Fast writing and ball dropping

I’m working on a new book proposal, about which more later. My current self-imposed deadline is tomorrow so I can give it to the Wyrdsmiths before I send it off to my agent. The process has me really thinking about writing again for the first time in a while. I’m writing fast at the moment, which means that I’m dropping some of the balls I’m juggling. This is not a big deal, as I will pick them up again on the polish pass—as I usually do—but it’s very interesting to see which balls are getting lost at this stage. They fall into three main categories:

1) Sentence level stuff. In particular, articles. The faster I write the less I write “the.” I think that’s my brain not typing bits that can easily be inserted later. updated to add: Also conjunctions. Apparently this post was written fast as I missed at least one above—or, at least that’s what Laura tells me.

2) Smells and other sensory details. As my focus narrows I lose senses, starting with smell. This is a mirror of the real world. I don’t have a great sense of smell to start with and on top of that I have the ability/liability to focus on what I’m doing so intensely that a lot of things get sort of grayed out as I’m working intensely on something. It’s nice that when I do that I can block out the cat barfing in the hall. It’s less so that I block out being hungry, having to go to the bathroom, or, at really intense levels, things like my tendons screaming that I need to take a break right now or I’ll pay for it later.

3) Character descriptions, and this is the one that really tells me I’m writing up at the edge of what I can do in terms of speed and still remain coherent. I’m a plot and world focused writer and that means that all my character skills are a deliberate effort of craft layered on top of the bedrock stuff. It’s a deeply laid skill set at this point, deep enough that I no longer need to think about it at the conscious level much, and I haven’t dropped it in years. But yesterday I decided to swap the gender of one of the minor characters and, as I was making the necessary changes, I realized I hadn’t described them at all because that wasn’t an important aspect of the plot function they were originally serving. However, the change will bring them deeper into the story and, at that level, what they look like becomes important enough that not knowing what they looked like rang bells for me.

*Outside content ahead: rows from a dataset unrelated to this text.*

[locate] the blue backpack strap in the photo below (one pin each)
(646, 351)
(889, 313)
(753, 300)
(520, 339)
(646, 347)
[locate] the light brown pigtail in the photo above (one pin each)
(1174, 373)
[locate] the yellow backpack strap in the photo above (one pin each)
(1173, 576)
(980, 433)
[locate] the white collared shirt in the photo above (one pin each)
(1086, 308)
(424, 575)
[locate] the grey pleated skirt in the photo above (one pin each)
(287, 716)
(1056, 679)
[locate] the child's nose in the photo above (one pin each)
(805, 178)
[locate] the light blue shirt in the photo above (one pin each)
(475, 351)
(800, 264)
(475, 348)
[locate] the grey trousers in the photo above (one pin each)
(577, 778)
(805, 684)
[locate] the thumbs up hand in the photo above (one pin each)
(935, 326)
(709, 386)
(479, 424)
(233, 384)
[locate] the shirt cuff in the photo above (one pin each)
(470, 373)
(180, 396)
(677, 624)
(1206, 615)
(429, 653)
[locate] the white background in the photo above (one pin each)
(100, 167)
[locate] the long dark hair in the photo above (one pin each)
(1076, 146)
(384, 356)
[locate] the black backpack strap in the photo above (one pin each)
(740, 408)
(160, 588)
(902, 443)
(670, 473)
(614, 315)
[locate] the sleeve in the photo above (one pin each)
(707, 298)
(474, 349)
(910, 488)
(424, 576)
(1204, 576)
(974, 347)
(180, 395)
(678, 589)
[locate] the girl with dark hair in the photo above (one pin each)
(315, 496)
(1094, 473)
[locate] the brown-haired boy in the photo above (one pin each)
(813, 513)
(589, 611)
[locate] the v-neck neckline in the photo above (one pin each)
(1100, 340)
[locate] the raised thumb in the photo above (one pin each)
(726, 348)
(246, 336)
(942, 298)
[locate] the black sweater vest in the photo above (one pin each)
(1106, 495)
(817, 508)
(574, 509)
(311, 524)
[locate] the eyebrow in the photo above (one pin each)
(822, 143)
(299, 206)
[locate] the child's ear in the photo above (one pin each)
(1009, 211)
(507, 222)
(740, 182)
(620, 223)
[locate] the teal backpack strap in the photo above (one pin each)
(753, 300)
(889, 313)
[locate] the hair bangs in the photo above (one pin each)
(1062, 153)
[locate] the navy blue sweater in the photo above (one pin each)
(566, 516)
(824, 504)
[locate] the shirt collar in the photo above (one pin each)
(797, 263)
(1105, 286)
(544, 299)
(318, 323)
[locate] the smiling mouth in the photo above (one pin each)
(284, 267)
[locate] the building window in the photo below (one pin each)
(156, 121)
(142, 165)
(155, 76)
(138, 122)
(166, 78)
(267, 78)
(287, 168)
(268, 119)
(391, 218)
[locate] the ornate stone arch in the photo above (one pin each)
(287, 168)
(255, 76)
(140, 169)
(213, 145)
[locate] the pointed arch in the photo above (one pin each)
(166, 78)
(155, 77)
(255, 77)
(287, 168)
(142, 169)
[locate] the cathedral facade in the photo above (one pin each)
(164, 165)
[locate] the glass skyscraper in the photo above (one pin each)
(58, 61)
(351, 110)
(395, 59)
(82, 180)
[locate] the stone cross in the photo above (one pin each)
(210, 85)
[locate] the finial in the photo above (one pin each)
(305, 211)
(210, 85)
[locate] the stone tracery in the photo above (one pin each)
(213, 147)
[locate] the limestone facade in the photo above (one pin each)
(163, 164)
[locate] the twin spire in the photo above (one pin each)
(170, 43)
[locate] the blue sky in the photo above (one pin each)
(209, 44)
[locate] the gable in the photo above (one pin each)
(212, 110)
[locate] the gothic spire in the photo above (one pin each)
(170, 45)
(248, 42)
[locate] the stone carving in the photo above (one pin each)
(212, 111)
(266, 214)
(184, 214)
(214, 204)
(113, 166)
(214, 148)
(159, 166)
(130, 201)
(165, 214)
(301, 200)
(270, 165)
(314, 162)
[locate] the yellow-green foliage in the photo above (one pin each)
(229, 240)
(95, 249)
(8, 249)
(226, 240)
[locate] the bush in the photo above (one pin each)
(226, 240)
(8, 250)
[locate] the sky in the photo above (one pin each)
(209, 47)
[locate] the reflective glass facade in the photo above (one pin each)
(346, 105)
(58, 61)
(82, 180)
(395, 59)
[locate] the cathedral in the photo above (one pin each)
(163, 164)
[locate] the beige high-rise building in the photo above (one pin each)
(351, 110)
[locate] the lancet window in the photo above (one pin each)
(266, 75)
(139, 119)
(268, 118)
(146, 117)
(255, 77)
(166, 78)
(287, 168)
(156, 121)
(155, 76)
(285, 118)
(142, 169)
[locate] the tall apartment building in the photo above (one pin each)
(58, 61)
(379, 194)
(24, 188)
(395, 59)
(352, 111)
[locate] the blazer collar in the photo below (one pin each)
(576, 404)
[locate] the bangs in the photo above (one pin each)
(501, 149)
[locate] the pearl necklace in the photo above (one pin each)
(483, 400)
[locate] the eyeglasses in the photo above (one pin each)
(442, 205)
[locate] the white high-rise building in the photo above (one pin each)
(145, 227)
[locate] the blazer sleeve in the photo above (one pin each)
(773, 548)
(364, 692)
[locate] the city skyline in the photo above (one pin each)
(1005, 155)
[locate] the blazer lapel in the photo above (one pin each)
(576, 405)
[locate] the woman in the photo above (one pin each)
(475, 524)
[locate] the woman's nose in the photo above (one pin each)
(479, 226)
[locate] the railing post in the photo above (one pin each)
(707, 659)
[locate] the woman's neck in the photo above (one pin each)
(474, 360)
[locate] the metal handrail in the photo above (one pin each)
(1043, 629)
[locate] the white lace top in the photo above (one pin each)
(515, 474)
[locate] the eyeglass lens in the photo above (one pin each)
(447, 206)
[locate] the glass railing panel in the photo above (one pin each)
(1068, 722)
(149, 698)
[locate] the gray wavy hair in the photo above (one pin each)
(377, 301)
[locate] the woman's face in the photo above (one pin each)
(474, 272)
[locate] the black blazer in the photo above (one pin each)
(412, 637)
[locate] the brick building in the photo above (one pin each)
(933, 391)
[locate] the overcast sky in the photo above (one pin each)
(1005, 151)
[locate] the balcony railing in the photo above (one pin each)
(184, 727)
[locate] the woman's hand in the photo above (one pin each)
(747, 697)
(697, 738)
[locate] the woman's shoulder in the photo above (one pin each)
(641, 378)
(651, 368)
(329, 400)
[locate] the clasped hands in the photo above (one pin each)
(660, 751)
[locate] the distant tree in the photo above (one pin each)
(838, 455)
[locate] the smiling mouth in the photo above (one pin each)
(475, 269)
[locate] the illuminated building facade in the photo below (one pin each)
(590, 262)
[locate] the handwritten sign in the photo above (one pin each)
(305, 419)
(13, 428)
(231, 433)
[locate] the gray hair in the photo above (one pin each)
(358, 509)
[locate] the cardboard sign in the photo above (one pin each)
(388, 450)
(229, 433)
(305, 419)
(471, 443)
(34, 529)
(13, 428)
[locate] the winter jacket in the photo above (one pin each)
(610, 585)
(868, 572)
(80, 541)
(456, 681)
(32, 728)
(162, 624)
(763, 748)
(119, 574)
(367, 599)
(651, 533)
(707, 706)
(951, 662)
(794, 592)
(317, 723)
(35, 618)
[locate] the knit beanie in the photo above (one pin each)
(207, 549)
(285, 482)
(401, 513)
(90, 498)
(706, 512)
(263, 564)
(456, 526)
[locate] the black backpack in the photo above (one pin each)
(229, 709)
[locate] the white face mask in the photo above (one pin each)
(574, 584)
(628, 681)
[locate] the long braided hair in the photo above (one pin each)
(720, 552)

Which brings me back to my polish pass comment. At this point in my writing life what I turn in to my editor is very close to what I think of as my first actual draft—the stuff I hand to Wyrdsmiths—after I’ve read through the rough again and fixed sentences, put in (some*) sensory detail, and done things like describing minor characters. I sometimes forget that there even is a step between putting it on the page and handing it in, because polish typically happens in an hour or two the day before we meet, and I don’t have to pay a lot of forebrain attention to it. Despite that it’s a critical step and one that probably doesn’t get talked about enough by experienced writers.

*There are always more details added after Wyrdsmiths, especially smells, plus larger fixes.